I doubt whether such antecedents could be the starting-point for a good aristocracy. Yet this starting-point will no doubt have great influence in its consequences. The aristocracy which may be established will, it is true, spring in a great part from a new source, as already shown; but the present cannot be thus separated from the past; and whether the rising aristocracy of the middle classes attaches itself to the old branch of the Catholic aristocracy, or to the rotten trunk of the Protestant aristocracy, it will assuredly receive pernicious traditions and a fatal heritage.

The kind of instinctive and hereditary contempt which the rich feel in Ireland for everything that is poor and beneath them,—the prejudice which even amongst Catholics makes this contempt a sign of fashion and elegance,—the opinion so generally diffused, that the rich man has a right to oppress the poor man, and trample him under foot with impunity,—such are the traditions from which a new aristocracy in Ireland cannot escape without great difficulty.

Were even these perils avoided, there are others from which this aristocracy could not escape; even though it would not merit, it would excite all the hatred shown to its predecessor: for the people of Ireland has also its tradition, which is to believe in the selfishness of the rich, and the right of the poor to detest them.

These mutual feelings of the poor and rich in Ireland are doubtless not graven for ever on the soul; if they were so, we might despair of the country and its future fate; for, whatever reforms may be made, rich persons will always be found amongst the people.

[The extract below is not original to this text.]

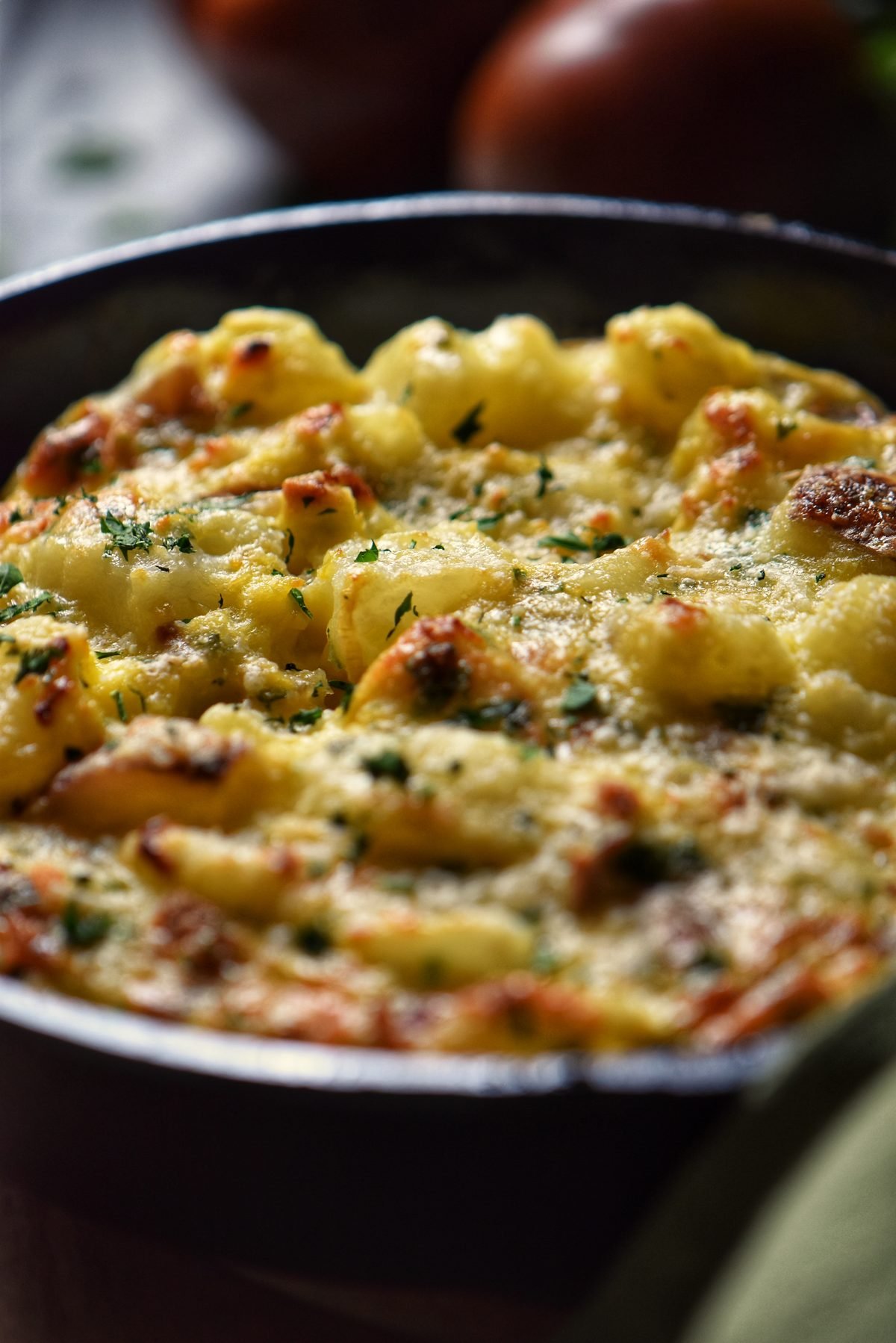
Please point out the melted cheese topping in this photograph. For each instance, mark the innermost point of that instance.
(501, 695)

But it is impossible that such sentiments, sealed in torrents of blood and ages of oppression, should not be long perpetuated; and they will be vivid in proportion as the new class of rich men retain the titles, privileges, and honours of the extinguished aristocracy. If the rich can ever be reconciled to the poor in Ireland, it must be by ceasing to appear before them surrounded by the same ensigns which, during centuries, were displayed by an odious aristocracy. It is also perhaps the only means for themselves to lose their pernicious habits of oppression and tyranny.

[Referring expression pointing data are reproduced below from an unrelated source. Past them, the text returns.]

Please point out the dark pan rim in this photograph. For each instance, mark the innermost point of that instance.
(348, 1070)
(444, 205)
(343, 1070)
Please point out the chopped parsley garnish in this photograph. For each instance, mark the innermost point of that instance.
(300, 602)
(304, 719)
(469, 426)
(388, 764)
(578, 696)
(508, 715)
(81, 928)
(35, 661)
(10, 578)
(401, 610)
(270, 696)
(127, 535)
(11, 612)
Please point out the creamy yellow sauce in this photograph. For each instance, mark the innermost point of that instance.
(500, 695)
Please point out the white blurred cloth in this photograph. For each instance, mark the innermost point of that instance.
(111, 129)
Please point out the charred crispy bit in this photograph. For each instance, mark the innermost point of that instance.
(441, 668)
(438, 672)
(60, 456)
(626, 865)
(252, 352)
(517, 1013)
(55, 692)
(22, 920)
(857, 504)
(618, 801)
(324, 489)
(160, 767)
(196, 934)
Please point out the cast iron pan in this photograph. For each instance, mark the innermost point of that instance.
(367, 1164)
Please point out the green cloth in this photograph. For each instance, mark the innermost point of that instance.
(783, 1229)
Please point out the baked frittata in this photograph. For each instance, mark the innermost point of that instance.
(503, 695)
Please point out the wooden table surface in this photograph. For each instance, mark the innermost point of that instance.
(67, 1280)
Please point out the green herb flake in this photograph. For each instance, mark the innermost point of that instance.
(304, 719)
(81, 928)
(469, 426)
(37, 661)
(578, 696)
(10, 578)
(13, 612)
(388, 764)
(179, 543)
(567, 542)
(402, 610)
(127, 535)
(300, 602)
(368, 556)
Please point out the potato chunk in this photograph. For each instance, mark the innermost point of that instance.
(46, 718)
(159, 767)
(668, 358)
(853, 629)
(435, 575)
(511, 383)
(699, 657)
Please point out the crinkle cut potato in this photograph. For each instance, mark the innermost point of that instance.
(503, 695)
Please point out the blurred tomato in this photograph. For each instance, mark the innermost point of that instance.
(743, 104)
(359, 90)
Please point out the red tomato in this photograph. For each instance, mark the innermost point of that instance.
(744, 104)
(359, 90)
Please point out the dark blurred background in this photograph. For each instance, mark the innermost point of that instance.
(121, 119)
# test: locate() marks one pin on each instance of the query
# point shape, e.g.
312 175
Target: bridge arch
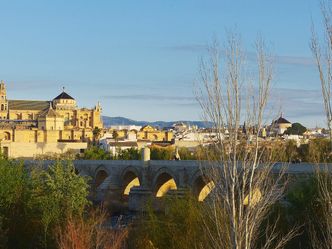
100 176
130 178
164 181
202 186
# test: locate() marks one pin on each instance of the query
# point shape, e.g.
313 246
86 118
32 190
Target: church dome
63 95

It will therefore not be enough to destroy the Protestant aristocracy; the very principle of aristocracy must be abolished in Ireland, in order that no other may take the place of that which must be suppressed. After the existing institution is humbled down, the ruins must be cleared away, and the ground prepared for the erection of a very different edifice.

[1.]The alliance was hollow and insincere.

[2.]John Keogh.

[3.][Note text has been omitted from the English translation. Please see the French version of the book for the content of this note.]